La desaparición de los padres fue tal vez acuñadora de una obsesión lacerante en Supervielle: la relación memoria/olvido. En “Brumas del pasado” –curioso título para el huérfano de 16 años que lo escribió– habla del “horrible olvido que me sumió en el vacío”. Cincuenta años después, en “Olvidadiza memoria” piensa el tema con más complejidad. Acepta la tentación –dice– de conservar el recuerdo y acostarlo en “el blanco lecho de la memoria/con las cortinas cerradas”, pero advierte que “ese recuerdo que se tensa contra el olvido” puede alejarnos de nosotros mismos. O cuestiona la permanencia del recuerdo –“nuestro amor será compartido por las sombras”– y su fiabilidad: “Recuerdo –cuando hablo así/ah se sabrá alguna vez quién es el que recuerda/en esta encrucijada caliente que murmura”. Pero aconseja en “Homenaje a la vida” tener valor para confiar el mundo a la memoria personal “como un claro jinete en su cabalgadura negra”.
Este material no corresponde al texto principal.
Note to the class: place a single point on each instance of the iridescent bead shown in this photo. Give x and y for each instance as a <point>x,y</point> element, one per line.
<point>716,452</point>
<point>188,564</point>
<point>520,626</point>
“Con tanto olvido cómo hacer una rosa”, se pregunta Supervielle en “Olvidadiza memoria”, aunque más que la pérdida causada por esa “hermosa goma de matar” que es el olvido, destaca su posibilidad de transformaciónen su vaivén con la memoria, vaivén que alimenta el hacer y el deshacer del yo y del mundo: “Y que en la sombra finalmente nuestra memoria juegue/devolviéndonos el mundo de colores activos/la encina se convierte en árbol y las sombras, llanura/y aparece este lago ante nuestros ojos agrandados”. Maurice Blanchot supo señalar que esta poesía no tantea los vínculos con lo que alguna vez supimos, sino con lo que oscuramente somos. “Oh Señora de la profundidad/¿qué hace usted en la superficie?/oh Señora de mis aguas profundas/¿estaré tan cerca de las sombras/o viene usted para ayudarme a vivir/con todo su frágil equilibrio?”. Como Beckett, Supervielle revisó a fondo la extrañeza de ser quienes somos, y su dónde, cuándo, cómo, qué.